I was first notified of the NCMP motion passing when a good friend texted me, while I was washing dishes after dinner, “congratulations duckweed Goh!” I had a good laugh, though this is serious business through and through. Thank you all for the messages since, sorry I have not been able to reply (been busy whole night Skyp-ing with an academic conference happening in Ottawa). There are some of you who would like me to take up the NCMP seat, and then some of you who don’t want me to, on principle and in response to what you see as ugly ruling party behaviour (vector lah, don’t take it to heart). I’ll be doing the former and this is my main reason for the decision.

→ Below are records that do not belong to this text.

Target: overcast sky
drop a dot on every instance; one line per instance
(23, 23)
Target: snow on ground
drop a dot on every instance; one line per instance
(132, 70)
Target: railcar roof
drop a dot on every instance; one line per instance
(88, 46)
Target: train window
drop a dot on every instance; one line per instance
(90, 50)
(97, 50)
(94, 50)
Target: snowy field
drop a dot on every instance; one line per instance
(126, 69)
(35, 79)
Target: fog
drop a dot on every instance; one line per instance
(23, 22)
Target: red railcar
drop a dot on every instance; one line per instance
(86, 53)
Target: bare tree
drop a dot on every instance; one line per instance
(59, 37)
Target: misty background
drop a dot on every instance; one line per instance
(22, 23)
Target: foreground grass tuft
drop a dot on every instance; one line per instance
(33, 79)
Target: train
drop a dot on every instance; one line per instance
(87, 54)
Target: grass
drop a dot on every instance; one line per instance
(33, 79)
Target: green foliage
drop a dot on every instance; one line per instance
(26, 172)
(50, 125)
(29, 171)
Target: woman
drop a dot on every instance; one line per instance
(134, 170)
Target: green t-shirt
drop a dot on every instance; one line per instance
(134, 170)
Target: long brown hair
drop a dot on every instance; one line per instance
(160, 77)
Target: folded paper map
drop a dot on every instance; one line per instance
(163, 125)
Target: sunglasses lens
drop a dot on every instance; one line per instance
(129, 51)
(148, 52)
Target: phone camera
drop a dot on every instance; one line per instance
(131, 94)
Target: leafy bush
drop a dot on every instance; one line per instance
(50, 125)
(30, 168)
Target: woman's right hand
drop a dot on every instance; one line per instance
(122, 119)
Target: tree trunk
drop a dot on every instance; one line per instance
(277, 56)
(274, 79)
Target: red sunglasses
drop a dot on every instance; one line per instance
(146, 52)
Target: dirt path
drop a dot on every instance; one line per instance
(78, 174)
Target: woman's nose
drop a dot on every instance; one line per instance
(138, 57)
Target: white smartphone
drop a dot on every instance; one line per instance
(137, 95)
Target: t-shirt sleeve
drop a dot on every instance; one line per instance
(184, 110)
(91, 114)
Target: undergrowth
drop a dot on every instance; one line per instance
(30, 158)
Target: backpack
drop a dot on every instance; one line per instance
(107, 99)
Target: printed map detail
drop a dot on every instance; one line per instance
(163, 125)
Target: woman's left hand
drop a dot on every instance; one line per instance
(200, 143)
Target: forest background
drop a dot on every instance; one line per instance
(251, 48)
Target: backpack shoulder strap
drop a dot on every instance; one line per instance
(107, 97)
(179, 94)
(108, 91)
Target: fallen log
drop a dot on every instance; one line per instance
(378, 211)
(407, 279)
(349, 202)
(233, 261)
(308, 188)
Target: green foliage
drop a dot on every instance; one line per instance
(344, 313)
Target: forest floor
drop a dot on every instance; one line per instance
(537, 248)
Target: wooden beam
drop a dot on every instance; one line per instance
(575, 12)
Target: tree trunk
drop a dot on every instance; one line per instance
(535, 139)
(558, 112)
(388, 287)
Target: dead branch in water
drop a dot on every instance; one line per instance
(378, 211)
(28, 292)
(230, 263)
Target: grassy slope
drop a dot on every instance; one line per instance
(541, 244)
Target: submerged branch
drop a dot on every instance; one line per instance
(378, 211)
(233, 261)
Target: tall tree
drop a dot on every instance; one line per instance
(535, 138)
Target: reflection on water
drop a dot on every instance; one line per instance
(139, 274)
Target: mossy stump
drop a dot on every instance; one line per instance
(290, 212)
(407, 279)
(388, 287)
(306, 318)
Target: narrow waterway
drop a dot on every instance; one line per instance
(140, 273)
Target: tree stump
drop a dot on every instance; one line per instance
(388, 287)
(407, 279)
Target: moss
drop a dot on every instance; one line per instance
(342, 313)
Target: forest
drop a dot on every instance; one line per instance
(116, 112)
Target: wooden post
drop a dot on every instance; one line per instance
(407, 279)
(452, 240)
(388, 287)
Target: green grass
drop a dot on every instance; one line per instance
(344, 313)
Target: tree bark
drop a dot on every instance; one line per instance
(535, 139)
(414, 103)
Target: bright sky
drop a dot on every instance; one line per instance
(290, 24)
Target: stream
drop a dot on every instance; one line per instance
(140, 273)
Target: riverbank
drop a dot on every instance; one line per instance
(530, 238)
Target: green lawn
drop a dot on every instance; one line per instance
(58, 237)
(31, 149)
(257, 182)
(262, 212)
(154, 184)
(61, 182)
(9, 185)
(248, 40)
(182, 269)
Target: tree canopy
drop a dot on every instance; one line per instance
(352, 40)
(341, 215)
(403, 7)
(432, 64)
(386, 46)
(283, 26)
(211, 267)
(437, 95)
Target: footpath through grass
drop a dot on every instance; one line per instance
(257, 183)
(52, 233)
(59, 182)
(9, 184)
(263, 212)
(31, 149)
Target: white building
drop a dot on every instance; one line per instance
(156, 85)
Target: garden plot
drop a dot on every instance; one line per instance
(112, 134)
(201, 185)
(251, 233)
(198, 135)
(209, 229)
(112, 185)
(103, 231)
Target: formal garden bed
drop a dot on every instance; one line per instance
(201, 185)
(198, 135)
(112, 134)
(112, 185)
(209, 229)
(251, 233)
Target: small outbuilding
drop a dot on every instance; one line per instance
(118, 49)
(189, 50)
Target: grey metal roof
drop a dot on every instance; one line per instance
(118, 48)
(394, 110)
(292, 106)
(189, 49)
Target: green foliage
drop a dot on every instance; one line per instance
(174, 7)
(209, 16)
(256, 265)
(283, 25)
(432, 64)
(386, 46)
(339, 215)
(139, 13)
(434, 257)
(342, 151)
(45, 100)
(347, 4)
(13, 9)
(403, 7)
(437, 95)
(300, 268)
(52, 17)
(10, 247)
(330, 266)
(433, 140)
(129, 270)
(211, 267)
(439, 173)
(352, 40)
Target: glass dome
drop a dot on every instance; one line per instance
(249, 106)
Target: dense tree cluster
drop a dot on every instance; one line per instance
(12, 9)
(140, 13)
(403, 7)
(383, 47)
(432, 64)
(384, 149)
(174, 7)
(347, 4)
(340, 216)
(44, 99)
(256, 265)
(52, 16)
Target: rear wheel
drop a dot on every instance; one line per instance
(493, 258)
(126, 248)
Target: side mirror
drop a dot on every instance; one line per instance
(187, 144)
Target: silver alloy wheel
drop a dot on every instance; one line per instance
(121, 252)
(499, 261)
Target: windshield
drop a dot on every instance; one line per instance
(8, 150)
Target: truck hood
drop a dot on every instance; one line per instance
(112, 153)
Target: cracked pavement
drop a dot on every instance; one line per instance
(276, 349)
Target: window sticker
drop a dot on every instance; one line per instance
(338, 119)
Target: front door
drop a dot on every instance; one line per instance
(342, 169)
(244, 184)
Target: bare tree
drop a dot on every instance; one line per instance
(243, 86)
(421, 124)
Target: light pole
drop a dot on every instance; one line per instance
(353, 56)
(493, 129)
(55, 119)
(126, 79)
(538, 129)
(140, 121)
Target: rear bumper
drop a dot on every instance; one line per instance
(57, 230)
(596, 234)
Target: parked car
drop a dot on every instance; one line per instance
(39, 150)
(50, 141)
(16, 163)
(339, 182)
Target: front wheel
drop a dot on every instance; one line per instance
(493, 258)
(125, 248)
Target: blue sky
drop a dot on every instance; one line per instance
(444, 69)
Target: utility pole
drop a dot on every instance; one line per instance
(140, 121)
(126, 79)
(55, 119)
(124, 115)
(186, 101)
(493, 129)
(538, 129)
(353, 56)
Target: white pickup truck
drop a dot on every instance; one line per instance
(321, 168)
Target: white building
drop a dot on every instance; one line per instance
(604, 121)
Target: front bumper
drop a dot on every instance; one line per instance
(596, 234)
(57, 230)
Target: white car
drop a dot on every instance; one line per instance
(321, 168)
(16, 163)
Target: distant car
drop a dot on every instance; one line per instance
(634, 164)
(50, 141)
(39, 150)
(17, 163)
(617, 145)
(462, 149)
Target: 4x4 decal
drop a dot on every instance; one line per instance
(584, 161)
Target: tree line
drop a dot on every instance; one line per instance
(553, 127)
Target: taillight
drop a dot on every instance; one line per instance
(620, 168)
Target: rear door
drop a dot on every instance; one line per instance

Mr Low is right: NCMPs are essentially duckweeds. He is using a Chinese flower metaphor in a very natural way, the significance and nuances of which many of us, Anglophones, don’t understand. Very crudely, it means NCMPs are like pretty flowers that sink no roots, floating about and contradicting the values of harmony and community. Objectively, this is true in the long run, and I am with the WP MPs and the party opposing the NCMP scheme. But for me, personally, at this point in my life, and as I see it, at this point in Singapore’s history, the principle of national service trumps the political principle of opposing the NCMP scheme. If my country sees fit that I contribute as duckweed, then it is my honour to be duckweed Goh. It is no insult; it is a privilege.

In any case, as a good man emailed me to tell me, for Anglophones such as us, duckweeds are not altogether negative, as they are seen as resilient and prolific plants valued as livestock feed, for water purification and for alternative biofuel. That is, to feed, to clarify and to drive the greater good in our shared commons. And so I hope and will strive, wish me Godspeed.